Player: Let's talk about the transfer rules. When I signed with this school, I was under the impression that I would be playing for the coach who recruited me. But before I even enrolled, he left for another job—the way Rollie Massimino did when he left Villanova for UNLV in 1992. There's nothing wrong with a coach's leaving one job for another, but if I want to change schools. I have to sit out a year. How fair is that?

NCAA: The rule is there so a player won't jump from school to school on a whim.

Player: But a school can take away a player's scholarship on little more than a whim. A lot of fans don't know that athletic scholarships are renewed every year. All the leverage belongs to the school—to the coach, actually. Worse, in order to leave a Division I school and go on scholarship at another, a player has to be released from his scholarship at his original school. That's usually a formality, but not always. When Lawrence Funderburke wanted to transfer from Indiana in 1990, Bob Knight wouldn't release him from his scholarship unless he approved Funderburke's choice of a new school. A coach shouldn't have that right.

NCAA: You talk about rights, but what about privileges? A player gets the chance to travel throughout the U.S., all expenses paid. He makes contacts that will help him in the future. Above all, he gets a free education. Do you know how many students would give their right arms to have that chance?

Player: It's not as though the players give nothing in return. As for the education, we've been taught to think clearly enough to realize when we're getting a raw deal.

NCAA: Listen. Can you hear the crowd out there? It's clamoring for you guys. Don't the fans have a right to see the game they paid for?

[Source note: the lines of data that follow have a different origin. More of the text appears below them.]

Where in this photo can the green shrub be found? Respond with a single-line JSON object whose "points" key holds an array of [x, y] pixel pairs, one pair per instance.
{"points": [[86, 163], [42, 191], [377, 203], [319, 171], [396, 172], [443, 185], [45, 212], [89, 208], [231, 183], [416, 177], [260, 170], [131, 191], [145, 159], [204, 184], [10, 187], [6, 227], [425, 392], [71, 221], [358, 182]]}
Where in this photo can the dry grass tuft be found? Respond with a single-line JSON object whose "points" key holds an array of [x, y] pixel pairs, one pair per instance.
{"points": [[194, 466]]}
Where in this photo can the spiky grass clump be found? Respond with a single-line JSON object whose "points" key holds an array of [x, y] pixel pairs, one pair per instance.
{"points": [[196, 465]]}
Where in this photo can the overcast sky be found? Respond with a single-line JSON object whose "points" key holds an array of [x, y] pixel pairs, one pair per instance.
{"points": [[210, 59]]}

Player: Good point. The fans pay to see us play, and the networks pay a fortune to show our games. This is a billion-dollar industry, and without us it wouldn't exist. College sports are the only hugely successful enterprise I know of in this country in which the workers don't get paychecks.

NCAA: What do you want?

Player: In addition to doing what I've already mentioned, change the rules so that players can have a modest income from basketball-related sources. If a coach can make a small fortune from a sneaker company for having his players wear a certain brand of shoe, why can't we get a piece of the action? Why should the NCAA be able to turn the bloodhounds loose when it hears that a magazine might pay Christian Laettner a few bucks for keeping a diary of his senior season with Duke?